Unterm Trauerweidendach

Veröffentlicht am 9. Mai 2025 um 22:32

Den Platz unter der Weide suche ich mir zum Schlafen aus. 

Es gibt Tage, da entschließt du dich, wenig zu tun - zu Ruhen und doch kann es dann bis in den späten Nachmittag dauern, bis du das tatsächlich akzeptierst. 

Noch immer ist der Blog wie eine Tigerente  - sie ist immer etwas hinterher. Aber doch dabei. Manchmal, da muss der Tiger einfach sitzen, einfach sein - man möge denken, er kann das gut. Aber das Genießen, das kennt er vom Bär, am Anfang fiel ihm das alleine noch etwas schwer. Jetzt ist er unterwegs und die Tigerente kommt langsam und gemütlich - mal kullernd den Berg hinunter hinterher und er schreibt ab und an einen Brief an den Bär Zuhause. Für diesen Tag verlassen seine Pfoten - die die meinen sind den Campingplatz de la Moselle nicht. Kein kleinstes bisschen. 

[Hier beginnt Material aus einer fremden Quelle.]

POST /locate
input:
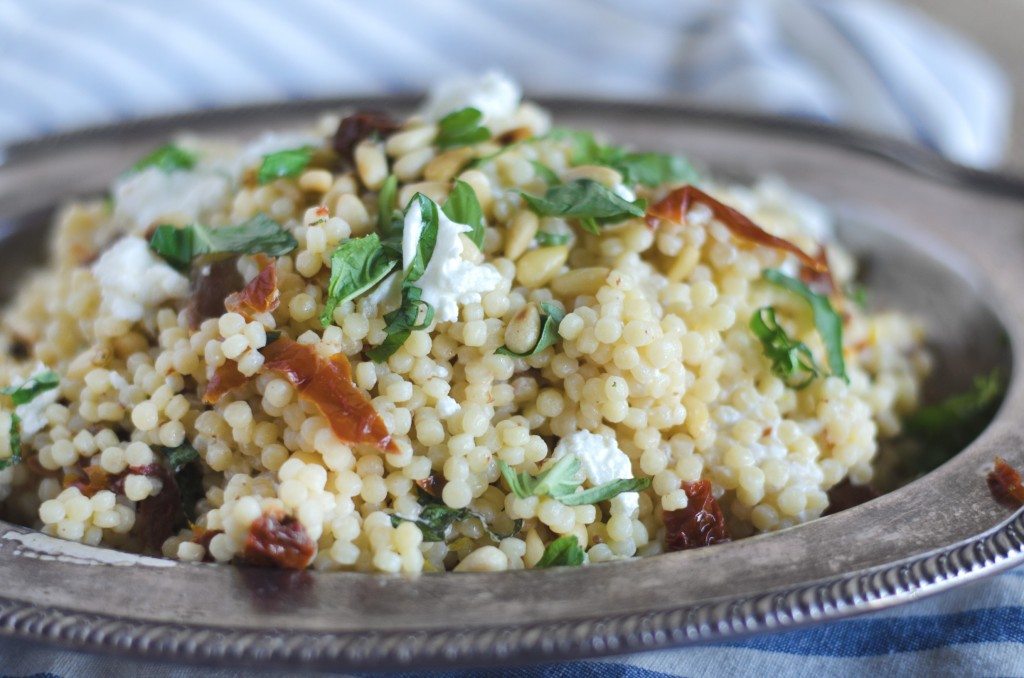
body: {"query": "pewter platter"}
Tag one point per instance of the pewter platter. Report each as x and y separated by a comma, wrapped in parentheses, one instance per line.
(936, 240)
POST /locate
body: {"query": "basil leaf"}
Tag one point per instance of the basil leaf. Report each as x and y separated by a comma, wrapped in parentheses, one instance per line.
(14, 437)
(557, 479)
(187, 474)
(167, 159)
(653, 169)
(356, 265)
(461, 128)
(259, 235)
(827, 322)
(563, 552)
(546, 173)
(428, 238)
(544, 239)
(463, 207)
(401, 323)
(549, 331)
(587, 201)
(284, 164)
(604, 492)
(32, 387)
(792, 361)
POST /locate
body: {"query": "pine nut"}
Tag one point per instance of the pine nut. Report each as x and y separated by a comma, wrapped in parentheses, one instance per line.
(520, 234)
(523, 330)
(580, 282)
(538, 266)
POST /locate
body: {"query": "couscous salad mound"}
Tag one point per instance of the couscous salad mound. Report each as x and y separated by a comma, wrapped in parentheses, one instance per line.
(465, 341)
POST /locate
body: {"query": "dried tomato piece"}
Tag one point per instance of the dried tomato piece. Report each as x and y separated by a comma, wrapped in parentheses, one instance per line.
(329, 385)
(674, 207)
(276, 541)
(700, 523)
(260, 295)
(225, 378)
(1005, 483)
(846, 495)
(211, 284)
(358, 126)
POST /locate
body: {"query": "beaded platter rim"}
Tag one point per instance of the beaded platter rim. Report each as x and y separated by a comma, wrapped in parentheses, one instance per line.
(721, 619)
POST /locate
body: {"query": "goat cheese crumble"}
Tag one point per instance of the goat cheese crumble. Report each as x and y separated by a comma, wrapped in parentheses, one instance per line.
(132, 279)
(601, 461)
(448, 280)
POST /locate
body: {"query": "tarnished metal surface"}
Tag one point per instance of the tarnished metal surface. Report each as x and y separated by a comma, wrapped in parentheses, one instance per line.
(938, 241)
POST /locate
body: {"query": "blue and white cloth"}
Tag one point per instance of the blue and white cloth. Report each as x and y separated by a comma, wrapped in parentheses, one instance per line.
(866, 64)
(861, 62)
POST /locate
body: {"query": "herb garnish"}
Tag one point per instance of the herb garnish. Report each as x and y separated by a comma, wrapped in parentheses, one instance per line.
(545, 239)
(401, 323)
(356, 265)
(284, 164)
(26, 392)
(259, 235)
(827, 322)
(792, 361)
(463, 207)
(560, 480)
(549, 331)
(461, 128)
(167, 159)
(587, 201)
(564, 551)
(187, 475)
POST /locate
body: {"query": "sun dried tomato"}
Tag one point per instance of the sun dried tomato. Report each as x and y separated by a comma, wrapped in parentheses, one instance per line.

Frischer Kaffee wird gekocht und die Sache mit dem Warten und die Sache mit der Geduld geht immer mehr in Natur über. Ich warte also auf mein Kaffeepulver, sich zu setzten (wäre auch nur höflich). Er ist so fein und für alle Komperative zu Fertigkaffee nach dem Weh der Abwesenheit der Bernadette der erste, den ich machte für mich auf diese Weise. 

Ich freunde mich ein wenig mit den Menschen auf dem Zeltplatz an - viele holländische Familien und Rentnerpaare in Wohnwägen um mich rum.

Bei den Nachbarn links kann ich meine Wäsche auf der Leine trocknen und immer, wenn man sich sieht, spricht man ein wenig. Das ist schön. 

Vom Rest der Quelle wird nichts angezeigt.